Director James Cameron hasn’t put a price tag on “Waterway,” but estimates put it at more than $250 million. The writer and director told GQ magazine that the sequel’s budget is so high that it would need to be the third or fourth highest-grossing film in history to break even. That means the film should cross $2 billion globally.

International ticket sales were a major factor in Avatar’s box office success overall in 2009, with $2.13 billion of the film’s $2.91 billion in ticket sales coming from outside the domestic market. China contributed about $265 million.

Before the pandemic, China was the second-highest grossing theater market in the world. It has been one of the fastest growing and box office markets ever since cinemas reopened in the country.

In 2009, China’s total box office reached 910 million dollars. Ten years later, his box office exceeded 8 billion dollars.
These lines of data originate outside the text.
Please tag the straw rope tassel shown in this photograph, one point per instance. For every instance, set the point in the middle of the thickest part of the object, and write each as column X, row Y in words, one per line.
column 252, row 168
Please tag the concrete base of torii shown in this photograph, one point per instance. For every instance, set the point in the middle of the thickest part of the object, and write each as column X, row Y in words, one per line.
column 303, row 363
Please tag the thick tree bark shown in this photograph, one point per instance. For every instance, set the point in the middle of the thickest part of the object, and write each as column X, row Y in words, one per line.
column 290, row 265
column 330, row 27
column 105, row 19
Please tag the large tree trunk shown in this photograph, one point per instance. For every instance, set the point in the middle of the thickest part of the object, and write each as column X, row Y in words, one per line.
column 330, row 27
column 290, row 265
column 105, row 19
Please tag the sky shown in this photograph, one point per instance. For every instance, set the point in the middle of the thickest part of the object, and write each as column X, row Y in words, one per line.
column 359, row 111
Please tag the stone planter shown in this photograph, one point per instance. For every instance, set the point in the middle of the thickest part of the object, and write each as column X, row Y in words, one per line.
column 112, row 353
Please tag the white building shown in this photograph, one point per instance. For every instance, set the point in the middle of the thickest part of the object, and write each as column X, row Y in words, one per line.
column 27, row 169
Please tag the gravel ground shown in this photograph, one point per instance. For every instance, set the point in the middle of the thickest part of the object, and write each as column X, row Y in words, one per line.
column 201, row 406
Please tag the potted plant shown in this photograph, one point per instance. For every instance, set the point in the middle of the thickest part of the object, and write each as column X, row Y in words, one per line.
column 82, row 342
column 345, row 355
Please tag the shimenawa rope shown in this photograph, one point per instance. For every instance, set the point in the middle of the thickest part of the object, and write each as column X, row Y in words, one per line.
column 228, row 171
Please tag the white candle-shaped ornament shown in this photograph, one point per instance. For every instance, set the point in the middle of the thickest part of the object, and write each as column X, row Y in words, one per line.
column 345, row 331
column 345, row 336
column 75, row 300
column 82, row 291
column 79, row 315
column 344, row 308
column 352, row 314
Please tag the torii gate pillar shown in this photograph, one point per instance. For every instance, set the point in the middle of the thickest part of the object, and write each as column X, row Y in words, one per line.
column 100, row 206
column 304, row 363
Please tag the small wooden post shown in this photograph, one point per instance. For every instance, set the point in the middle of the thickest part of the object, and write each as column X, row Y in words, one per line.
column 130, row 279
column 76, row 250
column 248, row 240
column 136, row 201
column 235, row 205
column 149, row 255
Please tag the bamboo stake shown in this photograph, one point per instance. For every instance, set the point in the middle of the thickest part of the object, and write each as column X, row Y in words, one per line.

Perhaps the most important thing about this release is that it takes place on December 16th, the same day as its domestic debut. Disney succeeded with this strategy when it released “Avengers: Endgame” on the same day in the US and China, leading to the highest global opening weekend in cinema history.

“Avatar” was a huge success in China during its initial release, and was later re-released in early 2021, as audiences flocked to theaters to watch the film in premium format. These displays are more expensive than traditional laser or digital displays and can boost overall ticket sales.